Negara harus menjadi sarana yang baik bagi makhluk Allah SWT untuk melaksanakan perintah dan menjauhi larangannya dimuka bumi. Ada beberapa alasan penting yang membuat negara dan pemerintahan memiliki kedudukan yang penting dalam Islam berdasarkan al-Qur’an dan as-Sunnah. Yaitu:
- Al-Qur’an memiliki seperangkat hukum yang pelaksanannya membutuhkan institusi negara dan pemerintahan.
- Al-Quran meletakkan landasan yang kokoh baik dalam aspek akidah, syariah, dan akhlak yang berfungsi sebagai bingkai dan menjadi jalan hidup kaum muslimin. Pelaksanaan dan pengawasan ketiga prinsip tersebut tidak pelak membutuhkan intervensi dan peran negara.
- Adanya ucapan dan perbuatan nabi yang dipandang sebagai bentuk pelaksanaan tugas-tugas negara dan pemerintahan. Nabi mengangkat gubernur, hakim, panglima perang, mengirim pasukan, menarik zakat dan pajak (fiskal), mengatur pembelanjaan dan keuangan negara (moneter), menegakkan hudud, mengirim duta, dan melakukan perjanjian dengan negara lain.

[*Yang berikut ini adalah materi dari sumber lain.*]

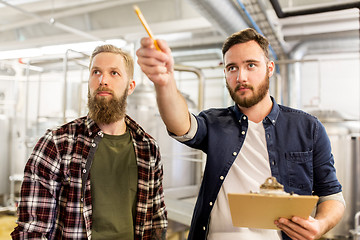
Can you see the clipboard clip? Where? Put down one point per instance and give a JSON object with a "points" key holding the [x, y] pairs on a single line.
{"points": [[272, 186]]}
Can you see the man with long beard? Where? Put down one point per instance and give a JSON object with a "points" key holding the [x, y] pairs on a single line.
{"points": [[248, 142], [99, 176]]}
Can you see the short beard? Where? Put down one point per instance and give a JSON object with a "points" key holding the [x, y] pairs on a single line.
{"points": [[259, 94], [105, 111]]}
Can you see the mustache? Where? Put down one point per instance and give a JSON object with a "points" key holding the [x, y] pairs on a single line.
{"points": [[238, 86]]}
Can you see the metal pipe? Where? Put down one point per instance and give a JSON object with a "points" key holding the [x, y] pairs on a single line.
{"points": [[330, 8], [65, 69]]}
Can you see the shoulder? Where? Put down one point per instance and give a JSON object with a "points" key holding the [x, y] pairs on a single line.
{"points": [[214, 113], [293, 113]]}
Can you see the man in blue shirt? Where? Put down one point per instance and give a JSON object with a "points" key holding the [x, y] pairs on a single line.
{"points": [[248, 142]]}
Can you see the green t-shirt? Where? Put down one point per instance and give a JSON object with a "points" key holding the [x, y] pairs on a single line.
{"points": [[114, 178]]}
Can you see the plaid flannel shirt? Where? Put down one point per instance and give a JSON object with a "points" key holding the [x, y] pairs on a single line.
{"points": [[55, 194]]}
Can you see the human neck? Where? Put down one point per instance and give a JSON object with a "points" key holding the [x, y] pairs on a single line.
{"points": [[259, 111], [116, 128]]}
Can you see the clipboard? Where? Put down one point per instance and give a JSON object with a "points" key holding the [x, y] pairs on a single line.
{"points": [[261, 210]]}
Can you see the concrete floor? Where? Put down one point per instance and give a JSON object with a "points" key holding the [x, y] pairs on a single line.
{"points": [[7, 224]]}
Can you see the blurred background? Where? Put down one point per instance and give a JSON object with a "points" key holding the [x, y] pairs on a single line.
{"points": [[44, 57]]}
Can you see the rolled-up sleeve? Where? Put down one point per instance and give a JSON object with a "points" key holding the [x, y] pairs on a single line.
{"points": [[37, 205]]}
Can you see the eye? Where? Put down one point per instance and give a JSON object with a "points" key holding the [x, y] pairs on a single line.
{"points": [[252, 65], [231, 69]]}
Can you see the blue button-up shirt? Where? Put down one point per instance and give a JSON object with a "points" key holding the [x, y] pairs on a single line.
{"points": [[299, 155]]}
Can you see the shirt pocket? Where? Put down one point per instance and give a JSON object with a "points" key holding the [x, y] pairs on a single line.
{"points": [[300, 171]]}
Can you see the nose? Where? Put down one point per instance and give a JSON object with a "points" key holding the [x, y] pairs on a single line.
{"points": [[241, 76], [102, 80]]}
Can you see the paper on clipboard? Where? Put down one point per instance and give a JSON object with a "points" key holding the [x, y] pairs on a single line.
{"points": [[261, 210]]}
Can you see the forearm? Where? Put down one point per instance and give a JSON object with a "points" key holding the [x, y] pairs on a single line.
{"points": [[173, 109], [329, 213]]}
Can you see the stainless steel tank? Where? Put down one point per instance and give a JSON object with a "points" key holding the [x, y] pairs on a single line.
{"points": [[4, 156], [344, 137]]}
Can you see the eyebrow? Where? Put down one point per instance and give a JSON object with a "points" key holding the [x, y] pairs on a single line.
{"points": [[246, 61]]}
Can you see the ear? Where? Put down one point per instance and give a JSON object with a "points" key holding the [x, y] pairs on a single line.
{"points": [[271, 67], [132, 85]]}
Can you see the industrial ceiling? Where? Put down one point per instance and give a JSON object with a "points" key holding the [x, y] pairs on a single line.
{"points": [[186, 24]]}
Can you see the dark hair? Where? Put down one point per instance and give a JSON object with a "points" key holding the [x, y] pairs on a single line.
{"points": [[128, 60], [244, 36]]}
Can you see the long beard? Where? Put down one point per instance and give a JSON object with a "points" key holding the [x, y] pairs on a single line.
{"points": [[257, 96], [106, 111]]}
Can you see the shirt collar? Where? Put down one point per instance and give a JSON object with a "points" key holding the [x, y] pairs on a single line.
{"points": [[272, 116]]}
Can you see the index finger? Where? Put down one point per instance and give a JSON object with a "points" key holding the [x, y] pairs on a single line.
{"points": [[147, 42]]}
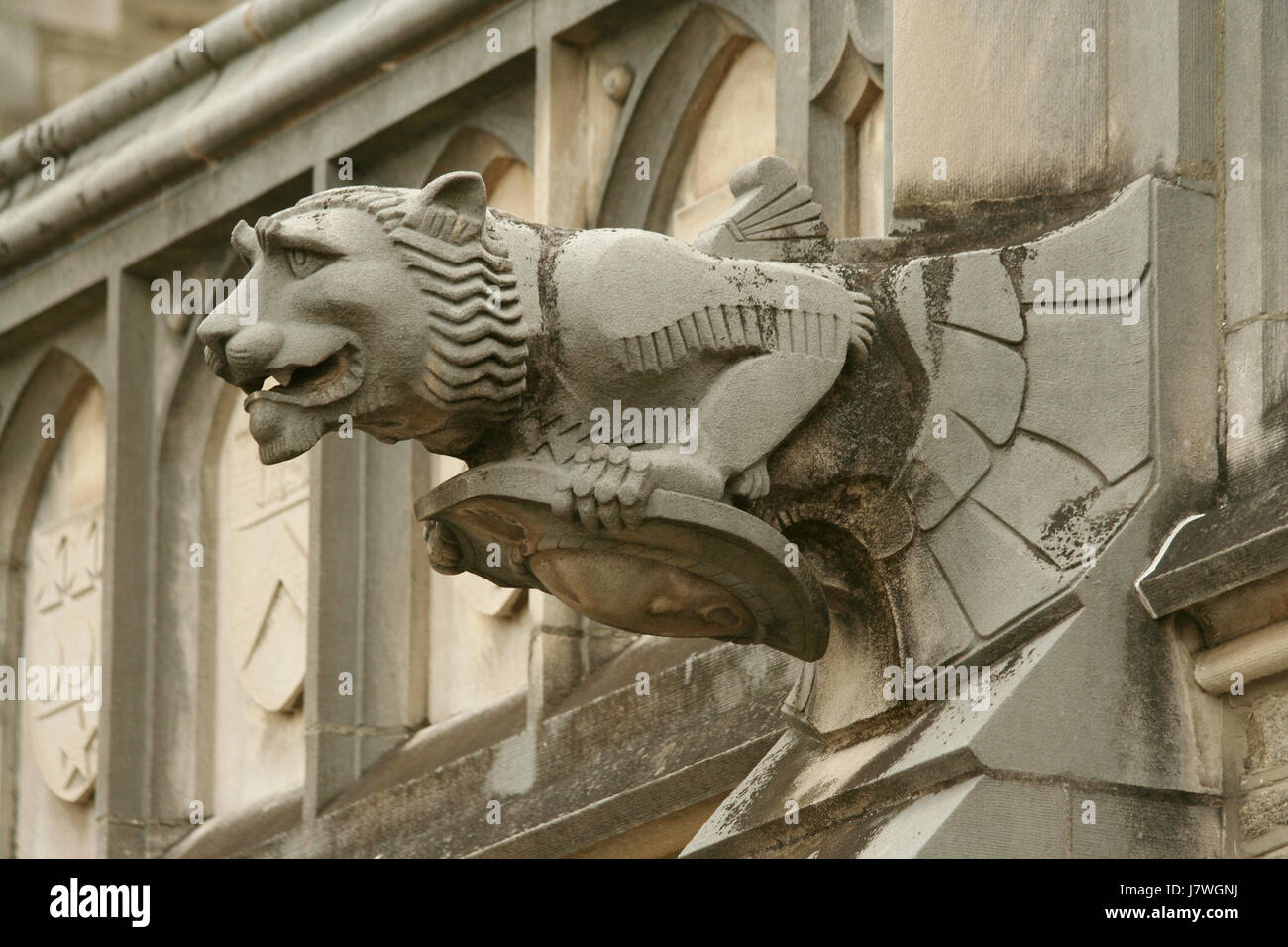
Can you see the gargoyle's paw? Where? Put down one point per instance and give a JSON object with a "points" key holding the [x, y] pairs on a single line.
{"points": [[752, 482], [605, 487], [862, 302], [862, 325]]}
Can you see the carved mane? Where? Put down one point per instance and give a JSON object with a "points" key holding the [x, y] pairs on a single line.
{"points": [[478, 359]]}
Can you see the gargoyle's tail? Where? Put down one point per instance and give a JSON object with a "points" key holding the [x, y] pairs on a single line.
{"points": [[769, 205]]}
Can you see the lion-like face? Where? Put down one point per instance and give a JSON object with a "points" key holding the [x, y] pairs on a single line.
{"points": [[326, 324], [394, 309]]}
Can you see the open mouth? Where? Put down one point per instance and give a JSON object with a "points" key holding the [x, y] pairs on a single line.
{"points": [[308, 385]]}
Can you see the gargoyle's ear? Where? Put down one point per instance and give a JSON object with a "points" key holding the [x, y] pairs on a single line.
{"points": [[452, 206], [246, 243]]}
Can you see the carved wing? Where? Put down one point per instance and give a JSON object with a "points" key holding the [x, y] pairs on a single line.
{"points": [[1035, 444], [768, 205]]}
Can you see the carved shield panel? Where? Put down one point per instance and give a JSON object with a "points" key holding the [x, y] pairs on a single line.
{"points": [[265, 570], [64, 604]]}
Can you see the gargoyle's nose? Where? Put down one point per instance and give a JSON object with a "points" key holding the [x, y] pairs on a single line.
{"points": [[252, 348], [217, 326]]}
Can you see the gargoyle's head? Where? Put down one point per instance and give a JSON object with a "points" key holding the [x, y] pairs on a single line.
{"points": [[393, 307]]}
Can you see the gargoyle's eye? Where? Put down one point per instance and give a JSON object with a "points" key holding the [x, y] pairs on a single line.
{"points": [[304, 262]]}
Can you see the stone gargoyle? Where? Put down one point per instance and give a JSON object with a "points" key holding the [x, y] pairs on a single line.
{"points": [[698, 441], [610, 389]]}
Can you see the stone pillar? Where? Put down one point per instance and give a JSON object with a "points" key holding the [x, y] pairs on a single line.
{"points": [[121, 792]]}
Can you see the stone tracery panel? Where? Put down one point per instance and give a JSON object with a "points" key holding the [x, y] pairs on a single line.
{"points": [[263, 621], [62, 629]]}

Selain itu, hal ikhwal kepemimpinan (khilafah) telah menjadi bagian kajian dan pembahasan para ahli fikih di dalam kitab-kitab mereka sepanjang sejarah. Fakta tesebut menunjukkan bahwa negara tidak dapat dipisahkan dari agama karena agama merupakan fitrah. Oleh karena itu nilai-nilai dan tujuan agama (Islam) harus diterapkan dalam setiap kebijakan negara termasuk penerapan konstitusi. Sebagai negara beragama, Indonesia memiliki konstitusi (UUD 1945) yang dijiwai oleh nilai-nilai agama, termasuk Islam.
Sikap Pemerintahan Islam Terhadap Non Muslim
Non Muslim yang menjadi warga negara pemerintahan Islam akan mendapatkan perlakuan sama dengan kaum Muslim. Hak mereka sebagai warga negara dijamin penuh oleh negara Islam. Namun, mereka juga harus menunaikan kewajiban-kewajibannya sesuai dengan ketentuan yang telah digariskan oleh konstitusi dan undang-undang negara. Adapun sikap pemerintahan Islam terhadap non Muslim dapat dijelaskan melalui empat kategori sebagai berikut :
- Dzimmi
Non Muslim (kafir) dzimmi adalah kelompok yang mendapat jaminan Allah dalam hak dan hukum negara. Kelompok ini mendapat perlakuan hukum dan hak yang sama dengan kaum Muslim. Baik hak politik, sosial, ekonomi, ketentaraan, pendidikan, bebas melaksanakan ibadah sesuai ajaran agamanya, dan hak-hak lain sebagaimana layaknya warga negara.
- Musta’man
Non Muslim Musta’man adalah kelompok agama lain yang meminta perlindungan keselamatan dan keamanan terhadap diri dan hartanya. Terhadap kelompok ini tidak diberlakukan hak dan hokum negara. Adapun diri dan harta mereka wajib dilindungi dari segala macam bentuk ancaman selama mereka masih dalam perlindungan pemerintahan Islam.
- Mu’ahadah
Non Muslim Mu’ahadah adalah kelompok agama lain yang melakukan perjanjian damai dan menjalin hubungan persahabatan antar negara. Baik disertai dengan perjanjian akan bantu-membantu, saling membela, ataupun tidak.
- Harbi
Non Muslim Harbi adalah kelompok agama lain yang bersikap memusuhi, mengganggu keamanan dan ketenteraman, bersikap zalim, suka menghasut atau melakukan provokasi, membuat fitnah dan kekacauan, tidak mengamalkan agamanya, Terhadap kelompok ini pemerintah dibenarkan untuk melawan, mengambil tindakan tegas dan memeranginya. Hal ini dilakukan demi mencegah dan menghentikan sikap mereka yang bersifat destruktif.